The third noteworthy building of Empain's Heliopolis was the basilica in which he was eventually buried. He had wanted "his" basilica to resemble St Sophie but, he told Alexandre Marcel, he would dedicate it to Our Lady of Tongres, in memory of a small basilica in Belgium where he had served mass as a child. This building was obviously a more tedious task to accomplish and when it was finished critics often compared it to "a fat, crouching old Belgian woman."
Within two years of Empain's arrival, the suburb had started extending, its large avenues traced out, the imposing palaces and lovely villas constructed amidst the flourishing greenery and colourful flowering trees. The palace of Prince Hussein, with its dome resembling a mosque's, or the immense villa built for Boghos Nubar were among the landmarks that attracted more clients every day.
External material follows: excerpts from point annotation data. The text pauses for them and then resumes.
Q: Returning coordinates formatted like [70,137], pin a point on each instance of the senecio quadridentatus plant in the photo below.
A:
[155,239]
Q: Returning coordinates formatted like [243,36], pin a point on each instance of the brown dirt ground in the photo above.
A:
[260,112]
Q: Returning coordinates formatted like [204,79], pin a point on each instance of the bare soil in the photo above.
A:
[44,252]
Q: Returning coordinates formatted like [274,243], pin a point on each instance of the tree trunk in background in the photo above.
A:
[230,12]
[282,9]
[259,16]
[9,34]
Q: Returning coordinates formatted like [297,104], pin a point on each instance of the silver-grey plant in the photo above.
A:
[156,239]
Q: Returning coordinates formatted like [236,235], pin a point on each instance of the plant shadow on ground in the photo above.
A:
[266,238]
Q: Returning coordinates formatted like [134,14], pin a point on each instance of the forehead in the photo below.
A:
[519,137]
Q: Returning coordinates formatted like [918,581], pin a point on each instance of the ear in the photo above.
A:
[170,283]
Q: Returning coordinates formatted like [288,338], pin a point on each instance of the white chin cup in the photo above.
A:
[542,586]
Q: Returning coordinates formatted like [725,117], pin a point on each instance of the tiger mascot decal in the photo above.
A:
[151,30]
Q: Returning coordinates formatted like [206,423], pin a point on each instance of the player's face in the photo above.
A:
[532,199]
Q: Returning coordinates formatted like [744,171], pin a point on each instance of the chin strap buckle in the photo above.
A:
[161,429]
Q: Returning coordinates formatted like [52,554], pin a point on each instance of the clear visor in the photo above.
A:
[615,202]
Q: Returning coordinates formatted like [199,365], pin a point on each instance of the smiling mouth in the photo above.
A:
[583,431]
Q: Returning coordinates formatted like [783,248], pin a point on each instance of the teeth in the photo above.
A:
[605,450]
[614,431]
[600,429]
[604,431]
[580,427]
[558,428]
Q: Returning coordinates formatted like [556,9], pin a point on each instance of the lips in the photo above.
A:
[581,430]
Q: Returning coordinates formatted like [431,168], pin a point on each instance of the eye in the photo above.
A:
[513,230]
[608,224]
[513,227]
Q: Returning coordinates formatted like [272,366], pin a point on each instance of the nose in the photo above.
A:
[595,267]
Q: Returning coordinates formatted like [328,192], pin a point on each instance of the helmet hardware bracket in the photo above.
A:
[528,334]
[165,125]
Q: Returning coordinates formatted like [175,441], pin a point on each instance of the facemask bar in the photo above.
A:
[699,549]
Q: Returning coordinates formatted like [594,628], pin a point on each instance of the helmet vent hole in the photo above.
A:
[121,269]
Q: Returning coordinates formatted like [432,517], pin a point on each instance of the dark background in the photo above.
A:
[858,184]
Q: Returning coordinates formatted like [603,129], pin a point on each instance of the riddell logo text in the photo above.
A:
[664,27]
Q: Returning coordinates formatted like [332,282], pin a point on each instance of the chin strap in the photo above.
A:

The "madman's fantasy" had not only taken root in a relatively short time, it had prospered beyond the most audacious dreams, despite serious teething difficulties aggravated by the crash of 1907, which Empain, as dapper as ever, managed to weather with his customary panache.
By 1909, the success was total and, with the small electric train -- dubbed Metro -- running, dwellers and visitors who crammed the wagons every day had no need to follow the yellow brick road to reach the fabulous city of Heliopolis in just a few minutes.